A new linearized ozone photochemistry scheme for high altitude NWP and climate models

We present results from a newly developed linearized ozone photochemistry parameterization based on output from the zonally averaged NRL-CHEM2D middle atmosphere photochemical-transport model. This CHEM2D-based linearized ozone photochemistry parameterization is part of the new prognostic ozone capability in NOGAPS-ALPHA, the Navy's prototype global high altitude numerical weather prediction (NWP) model. The upward extension of NWP models such as NOGAPS-ALPHA to include the stratosphere and lower mesosphere requires a fast, accurate representation of ozone photochemical production and loss.
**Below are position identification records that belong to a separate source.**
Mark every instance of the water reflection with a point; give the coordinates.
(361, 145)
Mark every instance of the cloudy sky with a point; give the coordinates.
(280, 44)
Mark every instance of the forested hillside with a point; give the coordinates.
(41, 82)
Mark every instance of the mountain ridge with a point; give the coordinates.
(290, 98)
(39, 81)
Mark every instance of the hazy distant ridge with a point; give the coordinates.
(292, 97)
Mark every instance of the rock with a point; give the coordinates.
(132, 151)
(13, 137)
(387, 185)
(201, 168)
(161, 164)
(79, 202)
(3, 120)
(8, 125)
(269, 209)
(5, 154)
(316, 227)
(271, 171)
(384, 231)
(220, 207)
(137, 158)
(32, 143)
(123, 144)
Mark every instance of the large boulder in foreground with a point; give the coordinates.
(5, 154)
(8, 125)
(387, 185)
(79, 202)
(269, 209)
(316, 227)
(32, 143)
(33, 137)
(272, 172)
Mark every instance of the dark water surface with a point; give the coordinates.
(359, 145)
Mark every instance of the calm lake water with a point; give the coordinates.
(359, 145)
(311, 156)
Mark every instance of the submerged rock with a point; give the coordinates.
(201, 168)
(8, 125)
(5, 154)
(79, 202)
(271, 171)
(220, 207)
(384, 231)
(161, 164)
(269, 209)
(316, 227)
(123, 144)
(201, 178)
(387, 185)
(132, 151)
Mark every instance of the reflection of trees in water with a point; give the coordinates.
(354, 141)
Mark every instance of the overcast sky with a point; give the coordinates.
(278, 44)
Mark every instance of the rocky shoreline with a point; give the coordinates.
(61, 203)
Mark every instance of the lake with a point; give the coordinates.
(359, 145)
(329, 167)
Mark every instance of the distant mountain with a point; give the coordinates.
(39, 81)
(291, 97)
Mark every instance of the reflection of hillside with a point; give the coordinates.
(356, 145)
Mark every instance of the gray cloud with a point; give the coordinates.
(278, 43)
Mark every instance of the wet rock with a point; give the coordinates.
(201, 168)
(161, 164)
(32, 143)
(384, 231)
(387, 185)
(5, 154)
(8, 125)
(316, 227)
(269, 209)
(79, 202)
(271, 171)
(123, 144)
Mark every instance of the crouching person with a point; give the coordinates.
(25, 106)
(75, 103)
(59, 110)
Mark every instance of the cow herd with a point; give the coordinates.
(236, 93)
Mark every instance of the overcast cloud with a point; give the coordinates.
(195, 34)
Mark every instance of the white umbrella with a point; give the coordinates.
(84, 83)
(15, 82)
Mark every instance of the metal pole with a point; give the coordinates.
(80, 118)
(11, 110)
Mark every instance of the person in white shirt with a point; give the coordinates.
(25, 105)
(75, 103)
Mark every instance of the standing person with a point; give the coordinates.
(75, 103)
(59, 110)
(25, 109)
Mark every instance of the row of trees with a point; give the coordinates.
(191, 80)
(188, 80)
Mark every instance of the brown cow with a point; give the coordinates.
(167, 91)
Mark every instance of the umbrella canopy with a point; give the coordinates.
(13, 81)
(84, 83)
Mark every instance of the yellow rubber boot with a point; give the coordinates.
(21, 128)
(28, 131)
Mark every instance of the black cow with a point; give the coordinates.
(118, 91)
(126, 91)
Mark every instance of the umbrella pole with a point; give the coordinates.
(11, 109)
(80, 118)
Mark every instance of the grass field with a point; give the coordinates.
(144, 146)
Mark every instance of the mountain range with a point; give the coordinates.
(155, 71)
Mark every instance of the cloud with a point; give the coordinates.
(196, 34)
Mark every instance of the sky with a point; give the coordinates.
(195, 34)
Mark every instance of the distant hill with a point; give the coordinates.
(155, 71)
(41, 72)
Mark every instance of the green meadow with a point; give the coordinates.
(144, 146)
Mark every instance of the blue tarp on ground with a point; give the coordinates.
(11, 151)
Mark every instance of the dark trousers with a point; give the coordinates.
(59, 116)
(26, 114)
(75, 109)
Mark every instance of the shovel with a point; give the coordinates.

To reduce computational overhead, current operational NWP models generally parameterize these processes in terms of odd oxygen production and loss rates computed offline with a zonally averaged photochemical model of the middle atmosphere, expressing the local ozone photochemical tendency in terms of model ozone mixing ratio, temperature, and overlying ozone column abundance using a linearized, truncated Taylor-series type expansion about a mean reference state. A recent study of NOGAPS-ALPHA ozone simulations comparing the performance of three different ozone photochemistry schemes has shown that a preliminary version of the CHEM2D-based parameterization (with no temperature and overhead ozone column dependences) generally performed better than two earlier photochemistry schemes that are widely used for both NWP and climate applications. Here we present new NOGAPS-ALPHA ozone simulations using the full CHEM2D-based ozone photochemistry parameterization (including temperature and column terms), and evaluate its performance in both shorter 5-10 day forecasts and longer seasonal to inter-annual climate simulations. The impact of the new 3D prognostic ozone fields generated with the CHEM2D-based ozone photochemistry scheme on NOGAPS-ALPHA stratospheric heating rates and the development of a new "cold tracer" term to represent high-latitude catalytic ozone loss will also be discussed.